Maximizing the slope of calibration line and minimizing the blank value optimizes sensitivity of an assay and improves limit of detection. The blank value of PMoB method is composed of reagent blank (MoB) and analyte blank of phosphate, present as impurity in the reagents used. Ideally, spectrum of PMoB will exhibit a well defined peak at 880nm while spectrum of BLANK will be almost flat above 550nm (A).

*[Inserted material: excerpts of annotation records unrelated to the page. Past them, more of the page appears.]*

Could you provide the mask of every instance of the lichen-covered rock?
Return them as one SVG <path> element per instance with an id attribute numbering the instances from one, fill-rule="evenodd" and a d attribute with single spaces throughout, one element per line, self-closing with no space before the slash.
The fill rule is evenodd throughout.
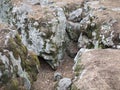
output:
<path id="1" fill-rule="evenodd" d="M 62 8 L 23 3 L 14 6 L 12 13 L 11 22 L 18 28 L 24 45 L 55 69 L 65 51 L 66 17 Z"/>
<path id="2" fill-rule="evenodd" d="M 10 23 L 12 17 L 12 3 L 10 0 L 1 0 L 0 1 L 0 18 L 6 22 Z"/>
<path id="3" fill-rule="evenodd" d="M 30 90 L 38 69 L 37 56 L 28 52 L 17 31 L 0 29 L 0 87 Z"/>
<path id="4" fill-rule="evenodd" d="M 63 78 L 58 82 L 55 90 L 70 90 L 72 81 L 70 78 Z"/>
<path id="5" fill-rule="evenodd" d="M 88 50 L 78 54 L 74 70 L 79 72 L 72 90 L 119 90 L 120 51 Z"/>

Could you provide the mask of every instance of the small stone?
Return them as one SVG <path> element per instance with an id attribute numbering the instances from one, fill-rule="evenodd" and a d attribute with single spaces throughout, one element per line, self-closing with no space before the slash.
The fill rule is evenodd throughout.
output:
<path id="1" fill-rule="evenodd" d="M 70 78 L 63 78 L 59 81 L 57 90 L 70 90 L 72 81 Z"/>
<path id="2" fill-rule="evenodd" d="M 83 10 L 82 10 L 81 8 L 79 8 L 79 9 L 71 12 L 71 13 L 69 14 L 68 20 L 74 21 L 76 18 L 77 18 L 77 20 L 80 20 L 80 19 L 81 19 L 81 15 L 82 15 L 82 11 L 83 11 Z"/>
<path id="3" fill-rule="evenodd" d="M 54 81 L 59 81 L 60 79 L 62 79 L 62 74 L 60 72 L 55 72 Z"/>

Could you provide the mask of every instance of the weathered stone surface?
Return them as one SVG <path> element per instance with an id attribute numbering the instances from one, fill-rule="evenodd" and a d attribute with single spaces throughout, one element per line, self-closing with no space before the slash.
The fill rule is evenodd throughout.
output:
<path id="1" fill-rule="evenodd" d="M 58 82 L 58 86 L 55 90 L 70 90 L 72 81 L 70 78 L 63 78 Z"/>
<path id="2" fill-rule="evenodd" d="M 63 9 L 55 5 L 44 6 L 44 2 L 48 2 L 46 0 L 40 1 L 43 2 L 43 7 L 34 5 L 32 0 L 9 2 L 6 6 L 7 9 L 10 9 L 9 6 L 12 7 L 8 11 L 12 15 L 9 23 L 17 28 L 22 43 L 28 50 L 43 57 L 55 69 L 65 51 L 66 17 Z"/>
<path id="3" fill-rule="evenodd" d="M 70 21 L 80 21 L 82 16 L 82 8 L 79 8 L 69 14 L 68 20 Z"/>
<path id="4" fill-rule="evenodd" d="M 75 90 L 119 90 L 120 89 L 120 50 L 89 50 L 78 54 L 75 70 L 78 80 Z M 74 90 L 74 89 L 73 89 Z"/>
<path id="5" fill-rule="evenodd" d="M 22 44 L 16 30 L 0 29 L 0 88 L 30 90 L 39 61 Z"/>

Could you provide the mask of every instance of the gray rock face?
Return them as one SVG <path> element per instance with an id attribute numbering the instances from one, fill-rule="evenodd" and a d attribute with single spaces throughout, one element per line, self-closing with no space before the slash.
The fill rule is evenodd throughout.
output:
<path id="1" fill-rule="evenodd" d="M 54 73 L 54 81 L 59 81 L 62 79 L 62 74 L 59 72 Z"/>
<path id="2" fill-rule="evenodd" d="M 28 53 L 16 30 L 0 29 L 0 88 L 30 90 L 39 61 Z"/>
<path id="3" fill-rule="evenodd" d="M 69 14 L 68 20 L 70 21 L 80 21 L 82 16 L 82 8 L 79 8 Z"/>
<path id="4" fill-rule="evenodd" d="M 70 90 L 72 81 L 70 78 L 63 78 L 58 82 L 56 90 Z"/>
<path id="5" fill-rule="evenodd" d="M 75 90 L 119 90 L 120 51 L 114 49 L 89 50 L 78 54 L 76 72 L 79 72 L 72 88 Z M 74 89 L 73 89 L 74 90 Z"/>
<path id="6" fill-rule="evenodd" d="M 43 57 L 53 69 L 57 67 L 65 49 L 66 17 L 62 8 L 48 6 L 36 10 L 24 3 L 14 7 L 13 14 L 12 23 L 18 28 L 28 50 Z"/>

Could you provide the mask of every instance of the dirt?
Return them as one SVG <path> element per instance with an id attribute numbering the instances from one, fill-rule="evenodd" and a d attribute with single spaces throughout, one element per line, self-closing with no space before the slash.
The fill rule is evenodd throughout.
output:
<path id="1" fill-rule="evenodd" d="M 53 78 L 55 72 L 60 72 L 63 77 L 67 78 L 73 78 L 74 76 L 72 70 L 74 61 L 67 55 L 65 55 L 63 62 L 56 71 L 52 70 L 52 68 L 43 59 L 40 59 L 40 63 L 40 73 L 37 81 L 33 85 L 34 90 L 53 90 L 54 85 L 56 84 Z"/>

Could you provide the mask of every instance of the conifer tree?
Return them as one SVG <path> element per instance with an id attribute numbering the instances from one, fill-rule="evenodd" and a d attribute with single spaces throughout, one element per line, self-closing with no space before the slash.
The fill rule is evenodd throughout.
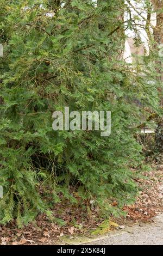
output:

It is the combination of acidity with molybdate concentration [H+]&[Mo] in presence of antimony, ascorbic acid and surfactant which determines sensitivity as well as reagent blank. The assay protocol (B) and corresponding script (C) is designed to mix ascorbic acid with molybdate 1+1 (step 2) and sample with mixed reagents (3+1). The molybdate and ascorbic acid reagents must be prepared in such concentrations that will yield in the flow cell an optimized reactant mixture: [Mo]=1.0mM, [H+]=0.3N HCl, 0.03mM KSb tartarate as well as 43mM AA and 0.75% SDS) (1.5.8.)

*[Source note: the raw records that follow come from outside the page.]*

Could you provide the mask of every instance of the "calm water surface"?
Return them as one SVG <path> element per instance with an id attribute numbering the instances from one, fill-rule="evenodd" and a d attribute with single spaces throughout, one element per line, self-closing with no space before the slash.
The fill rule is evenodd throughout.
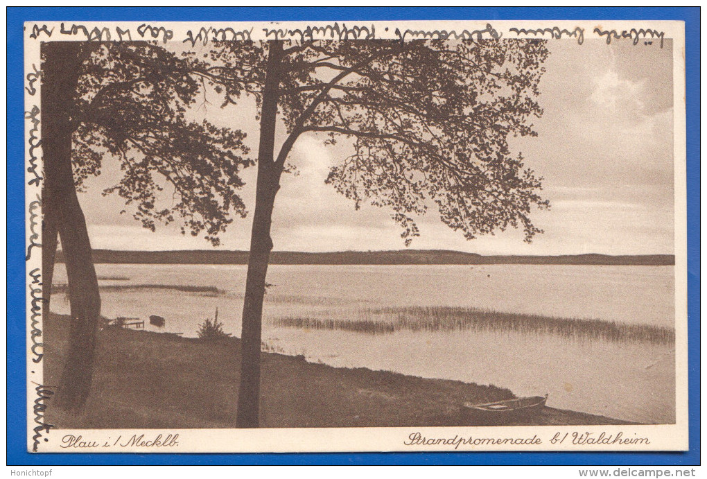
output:
<path id="1" fill-rule="evenodd" d="M 163 328 L 196 336 L 216 308 L 240 335 L 245 265 L 98 265 L 101 285 L 216 287 L 223 294 L 124 289 L 102 293 L 108 318 L 163 316 Z M 66 282 L 58 265 L 57 283 Z M 272 265 L 263 340 L 310 361 L 423 377 L 493 383 L 518 395 L 549 393 L 548 405 L 647 422 L 674 421 L 672 345 L 577 341 L 514 331 L 402 331 L 373 335 L 279 328 L 300 316 L 348 319 L 361 309 L 469 306 L 512 313 L 674 327 L 673 267 L 575 265 Z M 61 296 L 52 309 L 68 313 Z"/>

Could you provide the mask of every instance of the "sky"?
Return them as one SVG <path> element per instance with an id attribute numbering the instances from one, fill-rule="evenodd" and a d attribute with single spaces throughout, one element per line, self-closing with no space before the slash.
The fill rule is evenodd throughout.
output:
<path id="1" fill-rule="evenodd" d="M 556 255 L 598 253 L 674 253 L 673 97 L 672 42 L 662 49 L 630 42 L 607 45 L 600 40 L 551 40 L 534 118 L 537 137 L 513 139 L 526 166 L 544 178 L 548 211 L 532 212 L 544 230 L 530 244 L 510 230 L 467 241 L 443 224 L 436 210 L 417 219 L 421 236 L 410 248 L 447 249 L 479 254 Z M 216 98 L 206 117 L 227 126 L 234 118 L 253 117 L 221 110 Z M 204 113 L 200 113 L 203 117 Z M 257 151 L 255 121 L 239 123 Z M 336 251 L 405 248 L 391 212 L 354 204 L 325 185 L 329 168 L 350 154 L 344 147 L 324 144 L 315 134 L 300 137 L 288 157 L 299 175 L 285 174 L 276 200 L 272 233 L 274 250 Z M 117 195 L 101 191 L 117 181 L 119 172 L 104 161 L 101 175 L 86 182 L 79 194 L 94 248 L 114 250 L 212 249 L 201 237 L 183 236 L 179 224 L 142 228 Z M 256 169 L 243 175 L 242 196 L 254 208 Z M 236 218 L 221 236 L 220 249 L 247 250 L 251 216 Z"/>

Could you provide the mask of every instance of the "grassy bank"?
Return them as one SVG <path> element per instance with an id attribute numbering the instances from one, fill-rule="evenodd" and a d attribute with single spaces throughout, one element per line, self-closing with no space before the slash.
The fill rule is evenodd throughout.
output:
<path id="1" fill-rule="evenodd" d="M 59 386 L 66 351 L 64 316 L 44 325 L 44 383 Z M 48 422 L 76 428 L 233 427 L 240 342 L 204 342 L 118 328 L 99 333 L 90 397 L 81 415 L 51 407 Z M 493 386 L 425 379 L 366 369 L 334 368 L 263 353 L 261 426 L 460 426 L 464 401 L 513 397 Z M 551 403 L 551 398 L 550 400 Z M 545 408 L 540 425 L 620 424 Z"/>

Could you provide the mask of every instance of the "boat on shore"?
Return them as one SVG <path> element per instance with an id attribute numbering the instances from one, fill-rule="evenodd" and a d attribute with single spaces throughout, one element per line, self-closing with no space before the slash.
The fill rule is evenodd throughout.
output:
<path id="1" fill-rule="evenodd" d="M 534 417 L 547 402 L 547 394 L 483 404 L 467 402 L 462 405 L 462 414 L 472 425 L 503 425 Z"/>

It follows from [H+] diagrams (1.5.10.) that various [H+]&[Mo] combinations will yield optimized conditions and that in addition to hydrochloric acid sulfuric and nitric acids are suitable.

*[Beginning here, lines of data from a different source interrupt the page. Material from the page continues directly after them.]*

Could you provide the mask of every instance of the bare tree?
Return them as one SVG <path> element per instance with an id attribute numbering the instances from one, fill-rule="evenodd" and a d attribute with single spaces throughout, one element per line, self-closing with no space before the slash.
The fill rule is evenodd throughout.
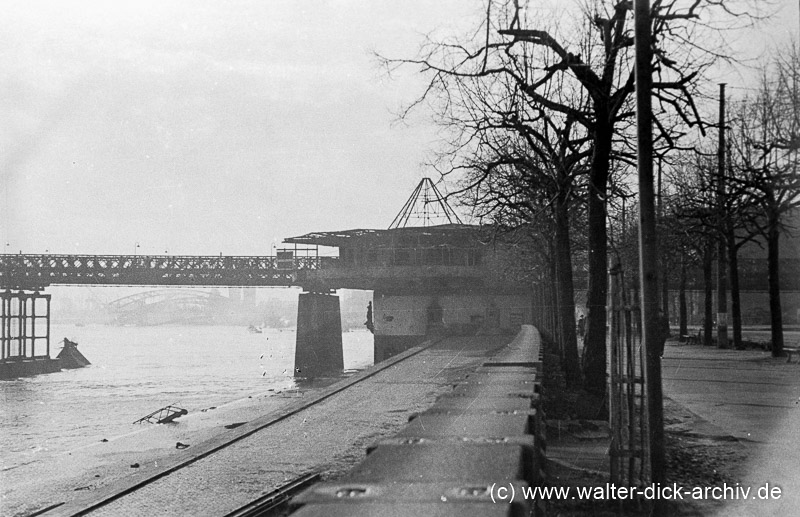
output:
<path id="1" fill-rule="evenodd" d="M 428 40 L 420 57 L 386 60 L 386 64 L 417 65 L 429 77 L 427 89 L 413 106 L 428 101 L 437 122 L 451 126 L 450 156 L 475 149 L 481 127 L 464 122 L 473 116 L 485 119 L 485 113 L 474 111 L 474 99 L 465 102 L 476 94 L 487 96 L 487 103 L 524 97 L 551 117 L 568 119 L 585 132 L 591 156 L 584 378 L 589 389 L 602 393 L 608 263 L 605 205 L 612 162 L 631 161 L 634 147 L 627 138 L 634 115 L 632 4 L 576 2 L 559 19 L 552 12 L 524 7 L 519 0 L 488 0 L 482 23 L 466 38 Z M 674 145 L 672 122 L 699 121 L 692 93 L 703 70 L 719 57 L 709 51 L 719 47 L 708 38 L 718 27 L 701 20 L 721 19 L 708 16 L 710 11 L 733 13 L 718 0 L 657 1 L 652 8 L 656 140 L 662 146 Z"/>
<path id="2" fill-rule="evenodd" d="M 779 238 L 787 216 L 800 207 L 800 47 L 781 49 L 764 70 L 757 94 L 740 105 L 734 126 L 731 181 L 759 208 L 759 232 L 767 245 L 772 355 L 783 355 Z"/>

Hydrochloric acid is used here in stead of commonly used sulfuric acid, because it can be efficiently purified by isothermal distillation that will eliminate analyte blank.
Calibration is here performed in SFC mode using incubation time of 30 seconds and absorbance collection within 59-64 second time frame (WIN).
The calibration line, obtained with 20cm long light path flow cell yields sensitivity and LOD suable for trace determination of phosphate in sea water (LOD=30nM P). Although there is more work to be done, our previous work based on the same SFC methodology and instrument (Hatta et, al, 2019) indicates that this method has potential to become useful for determination of phosphate in sea water. Further increase of sensitivity is achieved by preconcentration of PMoB by sorbent extraction (3.2.5.)
M. Hatta, Ch. I. Measures, J. Ruzicka, Talanta 191, (2019) 333.